J’ai été initiée à une partie de la réalité des peuples autochtones au Canada lors de mon engagement chez Amnistie internationale. J’étais alors adolescente. J’ai regardé le film documentaire Le Peuple invisible de Richard Desjardins et Robert Monderie à de nombreuses reprises, avec mes collègues militants de l’époque. Une réalité qui m’a révoltée, choquée et qui a laissé de nombreuses questions en suspens.
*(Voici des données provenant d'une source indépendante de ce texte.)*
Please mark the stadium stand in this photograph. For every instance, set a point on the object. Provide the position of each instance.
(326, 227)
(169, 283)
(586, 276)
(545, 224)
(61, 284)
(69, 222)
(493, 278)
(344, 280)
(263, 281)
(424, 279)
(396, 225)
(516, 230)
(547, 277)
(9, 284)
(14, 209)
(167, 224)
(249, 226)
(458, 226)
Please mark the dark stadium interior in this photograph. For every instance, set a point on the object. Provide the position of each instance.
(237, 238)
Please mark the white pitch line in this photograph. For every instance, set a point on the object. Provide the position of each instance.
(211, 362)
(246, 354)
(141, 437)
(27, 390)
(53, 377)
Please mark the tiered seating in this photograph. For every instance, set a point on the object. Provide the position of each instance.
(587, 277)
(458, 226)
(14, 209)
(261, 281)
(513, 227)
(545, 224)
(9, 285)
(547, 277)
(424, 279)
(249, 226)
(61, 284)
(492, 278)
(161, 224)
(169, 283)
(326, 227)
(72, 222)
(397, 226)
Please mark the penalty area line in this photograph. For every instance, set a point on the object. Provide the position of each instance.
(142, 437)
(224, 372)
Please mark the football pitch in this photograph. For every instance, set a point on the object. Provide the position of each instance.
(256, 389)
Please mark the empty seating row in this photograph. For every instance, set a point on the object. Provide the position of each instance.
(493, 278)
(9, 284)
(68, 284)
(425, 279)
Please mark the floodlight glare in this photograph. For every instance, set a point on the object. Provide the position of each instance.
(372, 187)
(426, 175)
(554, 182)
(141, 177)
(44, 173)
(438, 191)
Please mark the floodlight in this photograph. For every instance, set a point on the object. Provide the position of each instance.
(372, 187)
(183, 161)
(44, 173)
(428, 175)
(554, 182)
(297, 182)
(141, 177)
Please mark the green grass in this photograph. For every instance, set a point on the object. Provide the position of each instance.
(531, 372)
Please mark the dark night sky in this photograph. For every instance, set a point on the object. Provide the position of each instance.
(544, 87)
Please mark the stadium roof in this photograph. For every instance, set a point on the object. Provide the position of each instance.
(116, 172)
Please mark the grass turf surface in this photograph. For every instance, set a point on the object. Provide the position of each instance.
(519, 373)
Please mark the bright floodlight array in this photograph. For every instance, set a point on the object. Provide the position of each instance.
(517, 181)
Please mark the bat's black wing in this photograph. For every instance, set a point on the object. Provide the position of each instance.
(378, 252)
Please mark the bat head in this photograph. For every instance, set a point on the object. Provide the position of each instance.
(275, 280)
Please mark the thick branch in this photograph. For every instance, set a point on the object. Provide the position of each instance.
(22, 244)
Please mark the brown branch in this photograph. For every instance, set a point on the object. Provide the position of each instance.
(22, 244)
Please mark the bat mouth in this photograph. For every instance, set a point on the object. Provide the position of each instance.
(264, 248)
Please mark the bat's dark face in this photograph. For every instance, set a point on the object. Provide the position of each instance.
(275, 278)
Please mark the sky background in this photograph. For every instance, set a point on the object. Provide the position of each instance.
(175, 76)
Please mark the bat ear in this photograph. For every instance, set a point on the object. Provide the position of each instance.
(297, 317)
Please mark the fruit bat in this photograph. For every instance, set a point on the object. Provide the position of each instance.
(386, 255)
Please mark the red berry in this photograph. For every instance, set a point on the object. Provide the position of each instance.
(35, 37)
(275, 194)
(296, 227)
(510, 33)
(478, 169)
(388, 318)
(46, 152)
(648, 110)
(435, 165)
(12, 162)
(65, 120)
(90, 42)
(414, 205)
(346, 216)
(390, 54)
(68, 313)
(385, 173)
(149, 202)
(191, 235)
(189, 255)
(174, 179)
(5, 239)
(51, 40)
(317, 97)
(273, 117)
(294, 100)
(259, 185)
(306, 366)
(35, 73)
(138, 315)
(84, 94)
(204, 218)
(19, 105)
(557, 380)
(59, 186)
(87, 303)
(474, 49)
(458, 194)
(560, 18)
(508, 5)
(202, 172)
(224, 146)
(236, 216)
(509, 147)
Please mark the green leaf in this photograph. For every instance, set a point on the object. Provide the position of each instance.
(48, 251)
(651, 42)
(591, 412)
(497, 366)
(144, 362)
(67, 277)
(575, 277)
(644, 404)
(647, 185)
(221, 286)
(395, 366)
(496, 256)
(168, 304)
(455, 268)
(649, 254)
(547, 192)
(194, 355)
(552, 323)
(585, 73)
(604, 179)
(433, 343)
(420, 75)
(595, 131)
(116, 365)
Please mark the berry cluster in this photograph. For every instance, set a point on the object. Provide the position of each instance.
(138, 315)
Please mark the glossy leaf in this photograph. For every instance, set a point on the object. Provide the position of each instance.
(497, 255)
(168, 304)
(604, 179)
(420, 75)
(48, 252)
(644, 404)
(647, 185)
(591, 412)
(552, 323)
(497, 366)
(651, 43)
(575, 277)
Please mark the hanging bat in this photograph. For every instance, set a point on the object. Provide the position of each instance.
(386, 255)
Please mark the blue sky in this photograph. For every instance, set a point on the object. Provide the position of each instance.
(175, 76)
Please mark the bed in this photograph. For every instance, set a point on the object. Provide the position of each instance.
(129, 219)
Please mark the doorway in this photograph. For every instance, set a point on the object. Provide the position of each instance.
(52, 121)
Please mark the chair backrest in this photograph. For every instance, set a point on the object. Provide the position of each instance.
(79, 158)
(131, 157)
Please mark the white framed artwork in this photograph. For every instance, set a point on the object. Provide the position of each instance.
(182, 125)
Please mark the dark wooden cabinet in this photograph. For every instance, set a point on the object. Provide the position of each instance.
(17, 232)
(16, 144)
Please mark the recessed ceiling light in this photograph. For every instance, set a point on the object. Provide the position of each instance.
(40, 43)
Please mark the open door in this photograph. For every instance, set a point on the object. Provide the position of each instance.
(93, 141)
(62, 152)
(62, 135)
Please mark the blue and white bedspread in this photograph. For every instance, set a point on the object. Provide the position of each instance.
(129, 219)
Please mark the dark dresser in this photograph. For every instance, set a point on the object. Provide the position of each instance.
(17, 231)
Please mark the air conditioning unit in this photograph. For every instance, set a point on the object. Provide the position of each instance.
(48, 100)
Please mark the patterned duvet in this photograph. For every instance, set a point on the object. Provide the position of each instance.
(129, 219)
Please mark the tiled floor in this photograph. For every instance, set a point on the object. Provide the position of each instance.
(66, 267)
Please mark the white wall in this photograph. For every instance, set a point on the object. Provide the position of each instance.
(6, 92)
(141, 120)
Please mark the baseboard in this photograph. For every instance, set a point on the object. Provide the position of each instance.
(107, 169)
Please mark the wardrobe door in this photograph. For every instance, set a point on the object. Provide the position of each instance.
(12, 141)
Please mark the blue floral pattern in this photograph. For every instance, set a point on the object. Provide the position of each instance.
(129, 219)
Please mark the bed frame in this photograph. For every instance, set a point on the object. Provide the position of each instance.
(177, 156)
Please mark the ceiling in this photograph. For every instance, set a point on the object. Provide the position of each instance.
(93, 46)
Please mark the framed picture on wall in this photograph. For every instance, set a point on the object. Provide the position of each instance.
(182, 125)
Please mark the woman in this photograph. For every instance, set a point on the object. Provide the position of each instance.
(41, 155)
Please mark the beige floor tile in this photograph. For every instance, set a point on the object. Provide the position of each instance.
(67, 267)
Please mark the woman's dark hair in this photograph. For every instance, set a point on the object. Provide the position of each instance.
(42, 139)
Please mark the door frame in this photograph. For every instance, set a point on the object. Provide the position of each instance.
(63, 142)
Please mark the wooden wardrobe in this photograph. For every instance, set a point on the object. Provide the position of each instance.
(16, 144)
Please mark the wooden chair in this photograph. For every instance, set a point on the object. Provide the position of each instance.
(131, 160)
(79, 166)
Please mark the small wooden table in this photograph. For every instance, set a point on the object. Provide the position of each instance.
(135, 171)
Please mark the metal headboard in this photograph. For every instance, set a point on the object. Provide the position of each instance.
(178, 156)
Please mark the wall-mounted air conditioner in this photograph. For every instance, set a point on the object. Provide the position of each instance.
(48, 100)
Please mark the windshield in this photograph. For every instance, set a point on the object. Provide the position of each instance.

Comme de fait, cela faisait un bon moment que je voulais lire Sœurs volées d’Emmanuelle Walter. L’ouvrage lancé à la fin de 2014 s’intéresse à la réalité des femmes autochtones assassinées et disparues en sol canadien. Un sujet plus que pertinent pour une personne comme moi qui a étudié le phénomène de la criminalité et de la victimologie au cégep. « Féminicide » est le terme employé dans cet ouvrage pour qualifier l’hécatombe qui s’abat sur ces communautés depuis 1980. En effet, près de 1200 femmes autochtones manquent à l’appel. En proportion, cela représente 55 000 femmes françaises, 30 000 Canadiennes ou encore 7000 Québécoises. Pour emprunter une phrase employée par l’auteure Fatou Diome dans une vidéo visionnée récemment, nous sommes forcés d’admettre que si autant de personnes appartenant à la culture dominante subissaient le même sort, « la terre serait en train de trembler ».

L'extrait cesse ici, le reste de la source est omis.